For the log P and pKa challenge and the log D evaluation, we provide reference calculations using ChemAxon’s Chemicalize [80], a commercially available empirical toolkit, as a point of comparison. These include REF# in the method name in all of the figures so that they are easily recognized as non-blind reference calculations. The analysis is presented with and without the inclusion of reference and/or null calculations in the SAMPL7 GitHub repository. The figures and statistics tables pertaining to the log P and pKa challenges and the log D evaluation in this manuscript include reference calculations.

For the log P and pKa challenge, we list consistently well-performing methods that were ranked in the top consistently according to two error and two correlation metrics: RMSE, MAE, R2, and Kendall’s Tau. These are shown in Table 2 and 4.

For each challenge, we also evaluated the relative difficulty of predicting the physical property of interest of each molecule in the set. We plotted the distributions of errors in prediction for each molecule considering all prediction methods. We also calculated the MAE for each molecule as an average of all methods, as well as for predictions from each method category.

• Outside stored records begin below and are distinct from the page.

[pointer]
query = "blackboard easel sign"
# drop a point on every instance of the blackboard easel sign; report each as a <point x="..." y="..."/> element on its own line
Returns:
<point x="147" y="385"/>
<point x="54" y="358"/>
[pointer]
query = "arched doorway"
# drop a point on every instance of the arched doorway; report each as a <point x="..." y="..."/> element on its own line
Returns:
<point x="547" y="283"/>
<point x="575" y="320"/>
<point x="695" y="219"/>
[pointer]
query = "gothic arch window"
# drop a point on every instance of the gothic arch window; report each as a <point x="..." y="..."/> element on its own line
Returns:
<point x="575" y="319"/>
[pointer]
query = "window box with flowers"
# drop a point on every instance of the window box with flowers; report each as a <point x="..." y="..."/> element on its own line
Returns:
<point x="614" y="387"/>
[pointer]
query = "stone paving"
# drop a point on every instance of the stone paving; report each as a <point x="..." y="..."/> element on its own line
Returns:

Converting relative free energies between microstates to macroscopic pK a

In the pKa challenge, participants submitted predictions consisting of the free energy changes between a reference microstate and every other relevant microstate for each compound. Specifically, participants were asked to predict the relative free energy between a selected neutral reference microstate and the rest of the enumerated microstates for that molecule at a reference pH of 0. In order to compare participants’ predictions to experimental pKa values, these predicted relative free energies had to be converted to macroscopic pKa values.

Here, we analyzed submissions using the titration method discussed above (Approaches to predicting small molecule pKa’s sect.). This approach computes the population of each charge state as a function of pH and finds the pH at which the population of one charge state crosses that of another (Figure 3); as noted above this approach is equivalent to the transition and free energy approaches detailed previously.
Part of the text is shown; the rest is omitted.